Lonzo Ball
(Jonathan Bachman/Getty Images)

During the regular season prior to the bubble Lonzo Ball averaged 12.4 points, 7 assists, and 6.2 rebounds. He also shot a solid 38.3 percent from behind the arc. Now that all the regular season bubble stats are here, we can see that Lonzo was far worse in the bubble than out. In the bubble, he averaged 5.6 points, 6.8 assists, 5.3 rebounds. He also only had a 26 percent field goal percentage and an even worse 19 percent 3-point percentage.

Lonzo Ball has always been closely watched by basketball fans due to his prestige at UCLA and the expectations when he was drafted. During his three years in the NBA, people have even argued if Lonzo Ball was good at basketball at all. And the results of these discussions are still inconclusive.

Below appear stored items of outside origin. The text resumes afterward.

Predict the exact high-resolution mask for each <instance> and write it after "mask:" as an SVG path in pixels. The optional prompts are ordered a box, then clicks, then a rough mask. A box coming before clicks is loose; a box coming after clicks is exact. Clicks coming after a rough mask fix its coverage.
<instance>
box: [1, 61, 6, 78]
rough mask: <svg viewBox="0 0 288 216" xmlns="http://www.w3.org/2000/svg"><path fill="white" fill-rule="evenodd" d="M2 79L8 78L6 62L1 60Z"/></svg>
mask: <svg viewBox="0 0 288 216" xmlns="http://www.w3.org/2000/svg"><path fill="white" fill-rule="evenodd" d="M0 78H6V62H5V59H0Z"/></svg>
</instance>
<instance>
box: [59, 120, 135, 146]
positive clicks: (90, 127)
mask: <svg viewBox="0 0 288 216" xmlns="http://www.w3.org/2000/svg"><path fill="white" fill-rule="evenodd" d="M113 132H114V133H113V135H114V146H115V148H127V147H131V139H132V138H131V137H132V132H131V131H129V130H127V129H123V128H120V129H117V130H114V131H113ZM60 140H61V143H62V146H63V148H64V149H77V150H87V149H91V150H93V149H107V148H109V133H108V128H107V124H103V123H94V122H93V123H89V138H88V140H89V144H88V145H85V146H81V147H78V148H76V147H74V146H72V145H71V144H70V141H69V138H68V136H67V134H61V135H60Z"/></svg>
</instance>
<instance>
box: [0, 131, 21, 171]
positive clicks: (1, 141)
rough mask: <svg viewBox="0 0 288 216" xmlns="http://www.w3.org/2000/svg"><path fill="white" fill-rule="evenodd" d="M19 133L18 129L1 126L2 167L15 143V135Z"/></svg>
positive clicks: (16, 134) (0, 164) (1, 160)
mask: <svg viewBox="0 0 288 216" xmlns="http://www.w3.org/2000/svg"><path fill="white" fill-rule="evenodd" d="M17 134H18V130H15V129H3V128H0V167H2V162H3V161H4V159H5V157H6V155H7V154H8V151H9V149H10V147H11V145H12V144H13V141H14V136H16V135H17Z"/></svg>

Lonzo Ball even admitted to his poor play in the bubble. He said that he, “felt like [he] let the team down.” He continued by saying that, “Usually, when I play well, we win and, obviously, I didn’t play well this trip. We’re going home early, and I have to live with that.”. And that quote embodies Lonzo Ball entirely.

When Lonzo Ball plays well the Pelicans win. The Pelicans finished the season with only 30 total wins. They also had 41 losses. That means that more than half of the time Lonzo Ball does not play well. When Ball plays well, he can play at a borderline all-star level. But most of the time he cannot play well. During some games, it comes to the point where either Frank Jackson or, the hard-working but sloppy, Josh Hart has to come in and take his place at point guard.

Lonzo Ball’s gap between his ceiling and his floor is vast. He could step on the court and play like Jason Kidd, or he could play like someone who would barely make a G-league roster. Lonzo’s play in the bubble is not necessarily what caused the Pelicans to be kicked out of the playoffs, but it most certainly was a factor. And if Lonzo doesn’t fix his tendencies soon, he may be replaced.